GR To Seeks Hipper Image

    GRAND RAPIDS — Michigan cities have to be cool or the hot young talent just won’t stick around.

    According to Gov. Jennifer Granholm, young people are moving out of Michigan at a higher rate than all but three other states.

    Census Bureau statistics revealed that one of every 20 Michigan residents in the 25-34 age group moved away between 2000 and 2002.

    In fact, statistically, Detroit ranked first in the nation in the flight of young adults over that period of time.

    Michigan cities have to get hip in order to reverse that trend, Granholm has said.

    In September, she wrote to the mayors of more than 250 Michigan cities asking them to convene local “cool cities” advisory groups to explore ways to “encourage people — especially young people — to be more interested in living, working, and shopping in your city.”

    In response, Mayor John Logie formed a Cool Cities Advisory Group made up of 28 young professionals in their twenties and thirties, with a couple of forty-somethings thrown in.

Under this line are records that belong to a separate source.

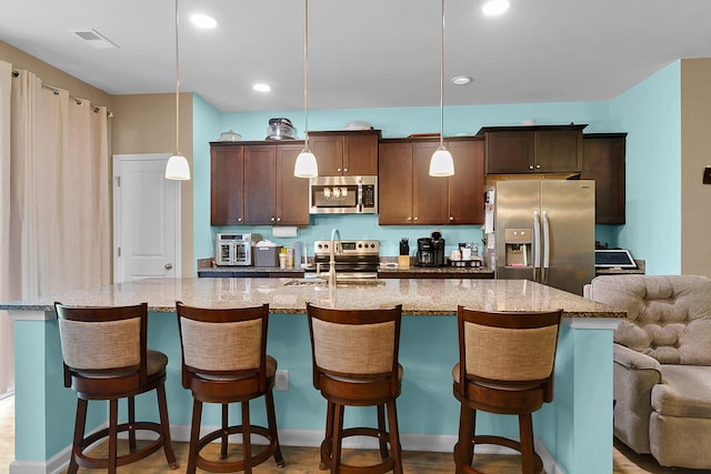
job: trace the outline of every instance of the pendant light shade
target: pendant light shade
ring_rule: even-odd
[[[442,31],[440,42],[440,147],[430,159],[430,177],[454,174],[452,153],[444,147],[444,0],[442,0]]]
[[[319,164],[309,149],[309,0],[304,0],[303,12],[303,150],[293,165],[293,175],[316,178],[319,175]]]
[[[430,177],[451,177],[454,174],[454,160],[445,147],[439,147],[430,159]]]
[[[316,178],[319,175],[319,165],[316,162],[316,157],[308,147],[297,157],[293,175],[297,178]]]
[[[176,0],[176,153],[166,164],[166,179],[186,181],[190,179],[190,164],[180,154],[180,62],[178,56],[178,0]]]

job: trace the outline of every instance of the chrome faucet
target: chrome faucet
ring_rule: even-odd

    The ad hoc group met at The BOB last week to define the meaning of “cool” and to explore ways to keep young people interested in living and working here.

    “In Grand Rapids alone we have a net loss of 8 percent of what we call the ‘creative class’ of young people,” Economic Development Director Susan Shannon told city commissioners Tuesday. “They are needed for a healthy economy. So we want to hear from young people.”

    Of the 28 people on the advisory group, Shannon noted, 23 percent have lived in Grand Rapids their entire life, 31 percent left Grand Rapids at one time but came back, and 47 percent are new to Grand Rapids.

    Group participants were asked to respond to the following questions:

    • What is already cool about Grand Rapids?
    • What does a Cool City look like?
    • What can Grand Rapids do to attract jobs and young professionals?
    • How can the state best help us to be cool?

    So what does it take to be considered “cool” by 25- to 35-year-old professionals and what will it take to enhance the city’s “coolness” factor?

    Participant Justin Meyer, a student at Aquinas, outlined for city commissioners the things the group thought were already cool about Grand Rapids, including: safe, affordable housing; the developing downtown entertainment district; new investment in the arts and the new Circle Theatre; plans for a new art museum; the Wealthy Theatre, UICA and other art venues; reinvestment in neighborhoods; the city’s family-friendly character; and the availability of recreational activities.

    What makes a cool city?

    Speaking on behalf of the advisory group, Emily Aleman, director of the Hispanic Center, said cool cities love diversity — diversity of ethnicity, lifestyle, economic class and gender.

    “They have diversity not only in entertainment, but in schools, businesses and everywhere we look,” she said.

    Cool cities have strong identities that are reflected in their buildings, their culture and their art, which lets everybody know “who they are and what we’re about,” Aleman added.

    They play up their natural attributes, too.

    “Our river is beautiful and we need to bring it back to being a focal point of our city.”

    She said cool cities are walkable, drivable and bikeable and have accessible mass transit; they have unique, developing neighborhoods that aren’t overrun by chain stores; they have strong public schools that embrace all parents and children; and they have downtowns that have entertainment and retail venues, as well as affordable housing.

    One of the ways the state can help the city reach a higher level of cool is to promote Grand Rapids and target college students, said participant Martin Shepherd, a young attorney who moved to town a year ago.

    The state can help recruit businesses, particularly high-tech businesses, he said.

    “One of the ways we talked about making this possible was creating an infrastructure of fiber optic network downtown.”

    State government could also help out locally, he said, by increasing funding to community arts, schools and transit and by including more diversity on boards.

    People across all the city’s neighborhoods need to become involved and support innovation, Shepherd said.

    “We’ve got to encourage entrepreneurship. If it takes business incubators, if it takes funds, we’ve got to encourage young creative people to become involved in business.”

    The Grand Rapids advisory group’s responses are being forwarded to a state-level advisory body that will pool the input of advisory groups from across the state and report on the results next month.